QUOC TRAN-DINH Department of Statistics and Operations Research 333 Hanes Hall CB #3260 The University of North Carolina at Chapel Hill Chapel Hill, NC 27599 E-mail: quoctdATemailDOTuncDOTedu Phone: +1-919-843-6023
I am an assistant professor at the Department of Statistics and Operations Research, where I joined in July 2015. I was a postdoctoral researcher at Laboratory for Information and Inference Systems (LIONS), École Polytechnique Fédérale de Lausanne (EPFL), Switzerland from November 2012 to June 2015. I completed my PhD in Optimization in Engineering in November 2012 at the Department of Electrical Engineering (ESAT) and Optimization in Engineering Center (OPTEC) under the supervision of Prof. Moritz Diehl.
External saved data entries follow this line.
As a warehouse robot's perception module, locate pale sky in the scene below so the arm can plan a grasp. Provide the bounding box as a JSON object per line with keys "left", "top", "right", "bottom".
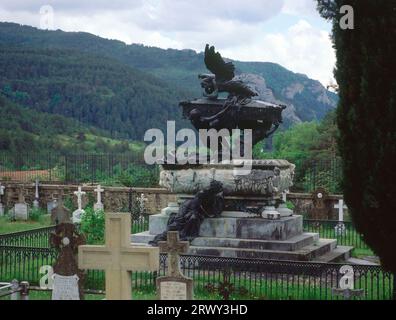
{"left": 0, "top": 0, "right": 336, "bottom": 86}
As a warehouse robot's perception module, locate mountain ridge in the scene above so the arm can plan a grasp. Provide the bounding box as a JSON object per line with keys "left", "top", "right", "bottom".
{"left": 0, "top": 22, "right": 338, "bottom": 136}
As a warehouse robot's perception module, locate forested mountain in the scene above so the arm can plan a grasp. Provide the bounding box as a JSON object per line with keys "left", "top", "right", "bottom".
{"left": 0, "top": 94, "right": 144, "bottom": 154}
{"left": 0, "top": 22, "right": 337, "bottom": 130}
{"left": 0, "top": 45, "right": 190, "bottom": 141}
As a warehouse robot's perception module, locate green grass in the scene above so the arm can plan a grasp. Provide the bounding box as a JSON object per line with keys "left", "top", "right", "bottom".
{"left": 0, "top": 215, "right": 51, "bottom": 234}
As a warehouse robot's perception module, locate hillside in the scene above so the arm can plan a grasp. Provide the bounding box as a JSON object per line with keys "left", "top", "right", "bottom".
{"left": 0, "top": 94, "right": 143, "bottom": 155}
{"left": 0, "top": 22, "right": 337, "bottom": 127}
{"left": 0, "top": 45, "right": 191, "bottom": 141}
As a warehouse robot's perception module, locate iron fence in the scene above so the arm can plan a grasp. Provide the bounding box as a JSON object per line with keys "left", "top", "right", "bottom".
{"left": 0, "top": 247, "right": 393, "bottom": 300}
{"left": 303, "top": 219, "right": 370, "bottom": 250}
{"left": 1, "top": 153, "right": 343, "bottom": 192}
{"left": 293, "top": 158, "right": 342, "bottom": 193}
{"left": 0, "top": 152, "right": 159, "bottom": 186}
{"left": 0, "top": 226, "right": 56, "bottom": 247}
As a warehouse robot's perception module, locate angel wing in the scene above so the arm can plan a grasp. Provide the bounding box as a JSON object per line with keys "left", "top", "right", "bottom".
{"left": 204, "top": 44, "right": 235, "bottom": 82}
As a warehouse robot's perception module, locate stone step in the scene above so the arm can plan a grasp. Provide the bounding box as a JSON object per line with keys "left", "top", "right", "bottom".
{"left": 131, "top": 231, "right": 155, "bottom": 244}
{"left": 190, "top": 233, "right": 320, "bottom": 252}
{"left": 131, "top": 231, "right": 319, "bottom": 252}
{"left": 188, "top": 239, "right": 337, "bottom": 262}
{"left": 312, "top": 246, "right": 353, "bottom": 263}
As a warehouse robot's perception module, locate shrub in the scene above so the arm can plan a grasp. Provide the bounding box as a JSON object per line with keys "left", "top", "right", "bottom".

My research is on numerical optimization: theory, algorithms, and applications. I have been working on equilibrium problems and variational inequalities; sequential convex programming (SCP) for nonlinear optimization and applications in model predictive control, optimal control, and static output feedback control; and first order and second order decomposition methods for [large-scale] convex optimization. My current research focuses on efficient methods for convex optimization and matrix optimization, with applications in signal/image processing, statistics, and machine learning.